WP2 CHILDREN AND YOUNG PEOPLE IN AND ACROSS INSTITUTIONAL SPACES
Leader: Cathrine Grimsgaard; Co-leader: Anna Chalachanova
Researchers: Elisabeth Fransson, Mari Herland, Anita Gjermestad, and Siri Bakken
WP2 explores how ICCs affect children and young people’s lives. Inspired by the concept of carceral spaces,
borders and design (Moran, 2015; Moran et al. 2023; Turner, 2016), WP2 will investigate a spectrum of
institutional settings with varying degrees of confinement: child welfare facilities, respite homes and juvenile
correctional institutions. The focus is to understand ICC spaces as sites of dwelling (Heidegger, 1971). To
analye sites of dwelling WP2 will explore the inter-face between the built environment and children's/young
people's lived experiences: how the physical environment influences how bodies move, change and
experience care and control. This knowledge will inform the design of institutional environments that are
more suited to communication, relationships, milieu work and milieu therapy. Together with children and
young people WP2 will study silence, opposition and running away as meaningful forms of agency, bringing
in material and non-human resources and considering children in context and in relationships with other
people.
Research
Methods and data resources
- Ethnographic fieldwork within and across child welfare facilities, respite homes and juvenile correctional institutions.
- Site visits in ICCs in Sweden, England and Italy.
- Creative and participatory methods e.g., drawing, photos, photo-voice and digital research methods. The co-production of two photo exhibitions: (i) with children and young people living in child welfare institutions and prisons; (ii) with children and professionals from two different respite services and social education students.

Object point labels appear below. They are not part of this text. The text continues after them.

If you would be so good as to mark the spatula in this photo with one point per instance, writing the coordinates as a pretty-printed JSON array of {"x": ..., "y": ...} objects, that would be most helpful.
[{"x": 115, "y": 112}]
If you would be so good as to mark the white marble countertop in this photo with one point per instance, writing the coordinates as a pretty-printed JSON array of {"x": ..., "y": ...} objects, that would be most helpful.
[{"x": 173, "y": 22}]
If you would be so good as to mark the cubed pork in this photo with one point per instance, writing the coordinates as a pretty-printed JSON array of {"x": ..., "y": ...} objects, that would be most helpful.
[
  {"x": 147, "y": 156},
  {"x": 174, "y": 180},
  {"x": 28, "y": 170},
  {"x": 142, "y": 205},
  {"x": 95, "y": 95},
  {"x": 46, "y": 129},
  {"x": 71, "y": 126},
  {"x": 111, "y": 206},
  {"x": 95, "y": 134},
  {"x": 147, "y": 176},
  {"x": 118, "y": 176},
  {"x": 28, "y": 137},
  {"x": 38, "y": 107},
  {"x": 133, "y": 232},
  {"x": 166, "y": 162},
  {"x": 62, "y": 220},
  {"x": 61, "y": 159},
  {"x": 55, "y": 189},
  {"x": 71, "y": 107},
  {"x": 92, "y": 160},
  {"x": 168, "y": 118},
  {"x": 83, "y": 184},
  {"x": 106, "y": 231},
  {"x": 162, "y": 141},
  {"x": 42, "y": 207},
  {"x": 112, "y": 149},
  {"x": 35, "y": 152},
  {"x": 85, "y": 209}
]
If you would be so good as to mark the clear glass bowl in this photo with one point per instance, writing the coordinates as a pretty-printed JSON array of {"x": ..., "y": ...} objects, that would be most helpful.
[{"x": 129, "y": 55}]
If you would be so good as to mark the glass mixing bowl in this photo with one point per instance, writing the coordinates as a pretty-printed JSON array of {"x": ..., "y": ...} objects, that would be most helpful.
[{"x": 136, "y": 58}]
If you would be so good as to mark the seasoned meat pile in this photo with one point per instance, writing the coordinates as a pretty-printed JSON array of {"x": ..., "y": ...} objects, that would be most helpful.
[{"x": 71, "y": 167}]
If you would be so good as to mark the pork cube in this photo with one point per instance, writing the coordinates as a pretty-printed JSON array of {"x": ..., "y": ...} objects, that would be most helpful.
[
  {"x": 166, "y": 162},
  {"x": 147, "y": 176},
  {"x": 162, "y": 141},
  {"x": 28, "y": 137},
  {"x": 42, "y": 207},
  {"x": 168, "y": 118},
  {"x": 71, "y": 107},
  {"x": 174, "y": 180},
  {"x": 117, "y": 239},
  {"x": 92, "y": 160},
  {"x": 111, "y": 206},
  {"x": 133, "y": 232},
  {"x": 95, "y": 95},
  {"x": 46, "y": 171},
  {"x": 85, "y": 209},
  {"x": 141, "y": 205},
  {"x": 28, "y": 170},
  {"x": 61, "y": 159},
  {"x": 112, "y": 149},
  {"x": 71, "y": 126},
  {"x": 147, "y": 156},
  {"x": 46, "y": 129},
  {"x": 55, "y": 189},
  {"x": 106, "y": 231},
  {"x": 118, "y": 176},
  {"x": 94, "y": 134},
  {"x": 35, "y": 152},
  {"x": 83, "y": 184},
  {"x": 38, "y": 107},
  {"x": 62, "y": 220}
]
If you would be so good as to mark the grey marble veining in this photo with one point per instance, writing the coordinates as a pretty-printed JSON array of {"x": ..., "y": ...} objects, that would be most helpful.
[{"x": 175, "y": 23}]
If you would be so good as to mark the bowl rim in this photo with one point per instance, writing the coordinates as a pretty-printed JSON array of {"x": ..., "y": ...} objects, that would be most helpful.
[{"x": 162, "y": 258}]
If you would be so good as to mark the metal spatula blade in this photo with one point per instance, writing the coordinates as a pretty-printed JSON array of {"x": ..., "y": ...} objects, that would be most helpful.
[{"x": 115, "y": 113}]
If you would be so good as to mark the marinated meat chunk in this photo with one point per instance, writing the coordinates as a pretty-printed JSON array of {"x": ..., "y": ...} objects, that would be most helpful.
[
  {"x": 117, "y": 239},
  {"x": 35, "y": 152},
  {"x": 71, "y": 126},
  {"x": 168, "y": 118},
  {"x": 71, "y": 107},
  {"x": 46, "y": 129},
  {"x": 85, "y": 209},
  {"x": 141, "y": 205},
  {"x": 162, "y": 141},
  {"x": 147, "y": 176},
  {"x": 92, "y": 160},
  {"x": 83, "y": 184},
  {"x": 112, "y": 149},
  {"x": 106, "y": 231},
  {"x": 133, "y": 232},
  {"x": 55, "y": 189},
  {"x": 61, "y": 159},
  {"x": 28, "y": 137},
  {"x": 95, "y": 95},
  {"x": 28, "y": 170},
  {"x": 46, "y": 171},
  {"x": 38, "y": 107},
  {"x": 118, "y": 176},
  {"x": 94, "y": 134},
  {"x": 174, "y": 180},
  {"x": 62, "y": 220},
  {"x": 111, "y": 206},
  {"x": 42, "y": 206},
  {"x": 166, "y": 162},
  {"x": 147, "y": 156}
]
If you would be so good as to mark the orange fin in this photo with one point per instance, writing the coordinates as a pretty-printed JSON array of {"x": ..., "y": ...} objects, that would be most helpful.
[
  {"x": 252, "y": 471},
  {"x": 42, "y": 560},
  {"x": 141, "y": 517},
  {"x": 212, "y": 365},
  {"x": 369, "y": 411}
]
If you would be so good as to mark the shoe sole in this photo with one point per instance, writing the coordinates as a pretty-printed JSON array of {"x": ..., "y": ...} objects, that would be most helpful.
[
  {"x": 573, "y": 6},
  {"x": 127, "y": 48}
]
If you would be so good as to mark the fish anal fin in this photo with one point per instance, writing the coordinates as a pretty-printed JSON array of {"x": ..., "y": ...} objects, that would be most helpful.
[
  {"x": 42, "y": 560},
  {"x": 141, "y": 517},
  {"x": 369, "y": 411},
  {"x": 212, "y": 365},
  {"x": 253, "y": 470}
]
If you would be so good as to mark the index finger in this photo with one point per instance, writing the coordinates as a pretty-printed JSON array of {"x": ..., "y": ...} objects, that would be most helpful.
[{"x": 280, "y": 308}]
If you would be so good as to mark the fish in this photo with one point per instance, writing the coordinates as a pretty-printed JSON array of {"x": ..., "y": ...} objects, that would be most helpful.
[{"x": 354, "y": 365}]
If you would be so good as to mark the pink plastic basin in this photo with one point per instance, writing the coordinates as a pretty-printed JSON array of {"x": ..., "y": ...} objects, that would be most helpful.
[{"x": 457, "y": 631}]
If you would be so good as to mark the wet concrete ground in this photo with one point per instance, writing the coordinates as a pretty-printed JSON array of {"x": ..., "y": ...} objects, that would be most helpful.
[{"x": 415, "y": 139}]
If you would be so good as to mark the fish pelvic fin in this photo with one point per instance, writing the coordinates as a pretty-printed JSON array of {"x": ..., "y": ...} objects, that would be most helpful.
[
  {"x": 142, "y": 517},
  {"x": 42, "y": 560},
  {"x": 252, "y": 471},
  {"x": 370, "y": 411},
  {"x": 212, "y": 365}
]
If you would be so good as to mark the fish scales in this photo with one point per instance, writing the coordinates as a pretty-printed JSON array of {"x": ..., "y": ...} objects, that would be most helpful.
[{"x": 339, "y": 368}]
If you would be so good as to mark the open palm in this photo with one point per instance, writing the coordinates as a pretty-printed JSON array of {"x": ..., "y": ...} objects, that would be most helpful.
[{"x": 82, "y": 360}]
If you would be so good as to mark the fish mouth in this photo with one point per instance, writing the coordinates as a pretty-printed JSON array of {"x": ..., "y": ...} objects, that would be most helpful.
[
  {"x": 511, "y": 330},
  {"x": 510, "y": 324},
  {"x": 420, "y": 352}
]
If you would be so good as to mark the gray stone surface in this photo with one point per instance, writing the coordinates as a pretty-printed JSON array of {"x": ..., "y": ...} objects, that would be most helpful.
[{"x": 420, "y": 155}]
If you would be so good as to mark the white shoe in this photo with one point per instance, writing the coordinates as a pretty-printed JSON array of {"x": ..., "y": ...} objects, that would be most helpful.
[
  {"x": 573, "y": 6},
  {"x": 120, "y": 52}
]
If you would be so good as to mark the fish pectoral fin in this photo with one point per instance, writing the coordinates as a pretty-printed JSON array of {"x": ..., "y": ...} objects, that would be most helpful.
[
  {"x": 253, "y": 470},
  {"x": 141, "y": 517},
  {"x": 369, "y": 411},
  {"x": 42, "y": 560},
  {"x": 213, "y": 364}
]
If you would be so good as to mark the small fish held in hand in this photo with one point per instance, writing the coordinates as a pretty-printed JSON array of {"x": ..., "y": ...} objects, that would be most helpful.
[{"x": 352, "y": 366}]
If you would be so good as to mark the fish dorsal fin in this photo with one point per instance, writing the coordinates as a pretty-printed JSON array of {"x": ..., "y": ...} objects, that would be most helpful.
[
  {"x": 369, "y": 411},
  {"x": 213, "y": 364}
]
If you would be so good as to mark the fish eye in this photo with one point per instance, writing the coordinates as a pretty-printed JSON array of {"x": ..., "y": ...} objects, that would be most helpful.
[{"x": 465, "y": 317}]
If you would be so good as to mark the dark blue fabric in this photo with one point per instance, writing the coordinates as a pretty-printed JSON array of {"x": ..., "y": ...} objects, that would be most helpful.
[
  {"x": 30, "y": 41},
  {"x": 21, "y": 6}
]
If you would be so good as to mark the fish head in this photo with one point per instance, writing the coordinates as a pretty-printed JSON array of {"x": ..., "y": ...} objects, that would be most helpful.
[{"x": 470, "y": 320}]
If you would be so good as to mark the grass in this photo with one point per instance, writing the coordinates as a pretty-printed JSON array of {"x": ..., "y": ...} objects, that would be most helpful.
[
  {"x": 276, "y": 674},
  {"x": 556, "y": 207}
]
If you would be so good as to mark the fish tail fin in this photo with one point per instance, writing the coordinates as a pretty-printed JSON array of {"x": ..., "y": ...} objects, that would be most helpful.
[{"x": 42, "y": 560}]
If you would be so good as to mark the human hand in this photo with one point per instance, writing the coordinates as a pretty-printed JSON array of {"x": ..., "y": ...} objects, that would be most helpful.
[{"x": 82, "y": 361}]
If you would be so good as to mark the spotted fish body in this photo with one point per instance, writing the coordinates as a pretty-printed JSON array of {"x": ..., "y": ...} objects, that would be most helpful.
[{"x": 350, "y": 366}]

- Building on knowledge from the photo exhibitions, two dialogue conferences (Gjermestad et al. 2020) will be arranged with professionals, children living in ICC institutions, students, architects and political stakeholders.
Research questions
- What specific needs are/are not addressed by ICC spaces?
- How do institutional spaces and environments affect children and young people’s experiences of dwelling, resistance and escapes from these institutions?
- How do logics of care and control play out in these contexts?
- How does children and young people’s participation in research contribute to change?